(MIPS) Confusion between virtual and real addresses #217
Description
Trying to do MIPS bare metal simulation here, the code is running at 0x8xxxxxxx. This is the MIPS kseg0 space that bypasses the MMU and maps to 0x00000000 (ie strips the leading 1 in the address). The underlying Qemu handles this correctly, translating from 0x8x.... to 0x0xx, however there is confusion as to the Unicorn memory mapping. When mapping the underlying real address space thus
uc_mem_map(uc, 0x0, RAMSIZE, UC_PROT_ALL);
an unmapped fetch error is generated in helper_le_ld_name() in softmmu_template.h. This is due to a check right at the beginning
MemoryRegion *mr = memory_mapping(uc, addr);
// memory can be unmapped while reading or fetching`
if (mr == NULL) {`
memory_mapping() is called here with the virtual adress of 0x8xxxxxxx, and because I mapped only the corresponding real address range, this check fails.
However, when mapping the virtual address range instead:
uc_mem_map(uc, 0x80000000, RAMSIZE, UC_PROT_ALL);
the memory_mapping() call of course works, but then later on after qemu has done the translation to real address space, an error is generated somewhere complaining that the real range at 0x0 is not mapped. The only way out is to map both address ranges.

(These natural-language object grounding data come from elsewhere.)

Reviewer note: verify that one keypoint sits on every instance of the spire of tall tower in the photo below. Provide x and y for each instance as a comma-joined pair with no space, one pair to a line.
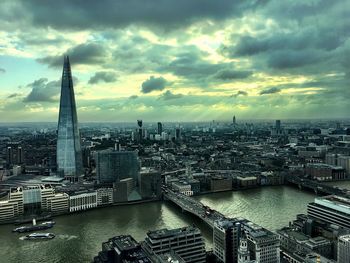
69,156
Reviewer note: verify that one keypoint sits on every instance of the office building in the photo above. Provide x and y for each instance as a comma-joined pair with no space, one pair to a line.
58,203
187,242
69,155
344,249
82,201
14,154
159,128
243,252
150,183
104,196
264,246
218,183
331,209
46,192
123,189
113,166
226,240
16,196
122,249
177,133
8,211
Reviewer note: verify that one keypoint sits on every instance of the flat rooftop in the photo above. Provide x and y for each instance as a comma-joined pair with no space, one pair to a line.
165,233
334,202
125,242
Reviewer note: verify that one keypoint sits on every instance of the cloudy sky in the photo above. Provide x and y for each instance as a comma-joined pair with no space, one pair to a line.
183,60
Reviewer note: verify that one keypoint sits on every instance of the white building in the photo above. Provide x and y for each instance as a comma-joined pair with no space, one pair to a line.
344,249
82,201
58,203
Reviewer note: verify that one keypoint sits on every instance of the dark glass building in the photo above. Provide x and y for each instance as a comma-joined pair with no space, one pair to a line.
113,166
69,156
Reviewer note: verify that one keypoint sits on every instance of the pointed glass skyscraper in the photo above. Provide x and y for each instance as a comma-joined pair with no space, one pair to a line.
69,156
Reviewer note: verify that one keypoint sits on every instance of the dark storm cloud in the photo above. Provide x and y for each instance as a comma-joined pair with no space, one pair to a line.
104,76
229,74
81,14
192,66
240,93
13,95
87,53
153,84
270,91
292,59
168,95
43,91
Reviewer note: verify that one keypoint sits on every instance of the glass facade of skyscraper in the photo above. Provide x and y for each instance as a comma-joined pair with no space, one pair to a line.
69,156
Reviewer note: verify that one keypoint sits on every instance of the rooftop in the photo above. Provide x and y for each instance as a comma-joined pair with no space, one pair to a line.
165,233
126,242
334,202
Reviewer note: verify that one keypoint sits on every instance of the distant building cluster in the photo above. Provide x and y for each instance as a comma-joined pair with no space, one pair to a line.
49,170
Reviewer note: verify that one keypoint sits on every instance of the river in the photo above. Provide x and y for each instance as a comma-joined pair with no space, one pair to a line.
79,236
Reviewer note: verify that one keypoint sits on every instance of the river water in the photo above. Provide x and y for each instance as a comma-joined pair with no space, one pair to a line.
79,236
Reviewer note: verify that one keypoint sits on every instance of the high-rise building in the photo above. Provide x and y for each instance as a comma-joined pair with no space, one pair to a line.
344,249
278,125
263,245
69,156
14,154
226,240
177,133
150,183
187,242
331,209
243,252
140,130
113,166
160,128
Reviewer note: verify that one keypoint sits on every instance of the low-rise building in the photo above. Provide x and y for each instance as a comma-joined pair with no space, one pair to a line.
104,196
187,242
58,203
82,201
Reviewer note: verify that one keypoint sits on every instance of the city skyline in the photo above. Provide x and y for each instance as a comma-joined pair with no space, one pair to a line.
156,62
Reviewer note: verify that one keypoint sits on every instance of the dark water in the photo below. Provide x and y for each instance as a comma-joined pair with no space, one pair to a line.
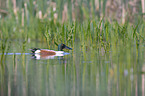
119,71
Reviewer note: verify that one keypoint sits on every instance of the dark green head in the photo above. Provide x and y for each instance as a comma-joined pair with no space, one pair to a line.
63,46
34,49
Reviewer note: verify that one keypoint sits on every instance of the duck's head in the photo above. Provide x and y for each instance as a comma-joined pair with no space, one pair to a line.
35,49
63,46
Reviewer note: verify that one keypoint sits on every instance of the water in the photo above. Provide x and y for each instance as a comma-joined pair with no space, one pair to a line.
118,71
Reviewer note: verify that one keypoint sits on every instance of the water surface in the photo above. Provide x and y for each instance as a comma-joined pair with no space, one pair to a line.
86,71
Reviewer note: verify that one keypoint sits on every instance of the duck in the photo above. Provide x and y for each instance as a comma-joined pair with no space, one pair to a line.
51,52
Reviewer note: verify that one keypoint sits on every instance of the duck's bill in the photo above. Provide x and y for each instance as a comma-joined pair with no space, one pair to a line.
68,48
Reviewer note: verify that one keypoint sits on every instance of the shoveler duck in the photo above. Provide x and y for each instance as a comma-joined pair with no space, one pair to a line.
51,52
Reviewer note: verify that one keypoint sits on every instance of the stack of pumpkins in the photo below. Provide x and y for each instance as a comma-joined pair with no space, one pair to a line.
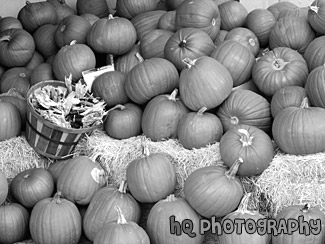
199,71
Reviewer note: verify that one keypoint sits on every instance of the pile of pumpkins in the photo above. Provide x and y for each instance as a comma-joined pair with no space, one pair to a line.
199,71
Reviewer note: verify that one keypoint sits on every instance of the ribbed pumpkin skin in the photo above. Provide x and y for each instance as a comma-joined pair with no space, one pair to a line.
199,129
290,96
17,47
158,222
211,192
151,178
55,221
10,121
280,67
315,86
300,130
14,222
150,78
245,107
199,14
124,122
236,58
187,43
206,83
292,32
255,148
261,22
161,117
101,211
294,212
81,177
113,35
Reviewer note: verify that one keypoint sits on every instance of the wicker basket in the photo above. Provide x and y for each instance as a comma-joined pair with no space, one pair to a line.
47,138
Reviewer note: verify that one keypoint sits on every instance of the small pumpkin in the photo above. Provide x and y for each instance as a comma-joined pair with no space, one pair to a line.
199,129
151,177
32,185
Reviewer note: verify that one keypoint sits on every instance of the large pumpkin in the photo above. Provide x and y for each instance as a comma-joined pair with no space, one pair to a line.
161,116
205,82
300,130
149,78
279,68
189,43
73,59
202,14
245,107
164,217
55,220
17,47
214,190
113,35
100,210
249,143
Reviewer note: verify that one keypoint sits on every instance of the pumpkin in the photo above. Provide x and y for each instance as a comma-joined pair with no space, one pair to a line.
251,144
113,35
238,59
243,234
153,43
44,38
297,214
96,7
151,77
4,188
299,131
129,9
32,185
123,121
246,37
14,223
62,9
293,32
199,129
72,27
316,16
290,96
232,14
80,178
279,68
165,217
315,53
41,73
55,220
16,78
121,231
202,14
35,14
245,107
17,47
109,86
10,121
261,22
189,43
205,82
73,59
100,210
151,177
10,22
127,61
214,190
167,21
146,22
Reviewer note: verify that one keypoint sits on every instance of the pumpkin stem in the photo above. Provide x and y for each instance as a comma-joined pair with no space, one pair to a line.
231,173
246,138
121,219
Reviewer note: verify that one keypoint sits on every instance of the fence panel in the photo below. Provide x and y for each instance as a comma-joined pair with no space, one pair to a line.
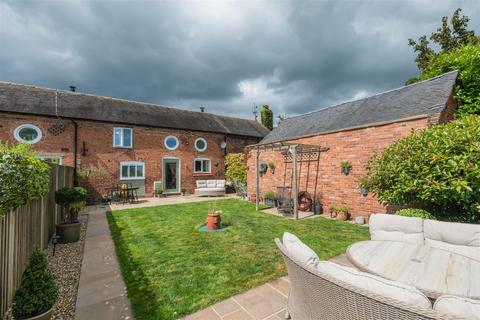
29,226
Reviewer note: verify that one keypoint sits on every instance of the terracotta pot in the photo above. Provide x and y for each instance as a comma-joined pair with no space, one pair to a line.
213,221
342,216
44,316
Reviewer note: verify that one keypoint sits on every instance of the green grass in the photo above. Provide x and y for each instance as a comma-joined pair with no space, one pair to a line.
171,269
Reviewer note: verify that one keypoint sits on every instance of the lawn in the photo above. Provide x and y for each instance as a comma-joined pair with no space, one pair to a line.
171,269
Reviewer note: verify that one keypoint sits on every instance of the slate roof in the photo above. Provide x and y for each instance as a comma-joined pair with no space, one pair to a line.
419,99
28,99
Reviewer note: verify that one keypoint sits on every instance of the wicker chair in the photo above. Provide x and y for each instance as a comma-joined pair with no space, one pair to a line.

I may be wrong, but it looks to me like the memory_mapping() call in helper_xx_ld_name() is doomed to fail as soon as any kind of address translation comes into play, because it checks if there is a Unicorn mapping of the virtual address that is passed to the function when it needs to check the translated (physical) address. In the case of MIPS, Unicorn is running Qemu with full r4k softmmu which does not make a lot of sense due to that memory_map() call with the virtual address; but even without MMU emulation, there is still the issue of the various kseg segments that are always translated.
The quickest way to see this problem in action is to change the sample_mips.c sample so it has
#define ADDRESS 0x80010000
which makes it fail with an unmapped fetch error.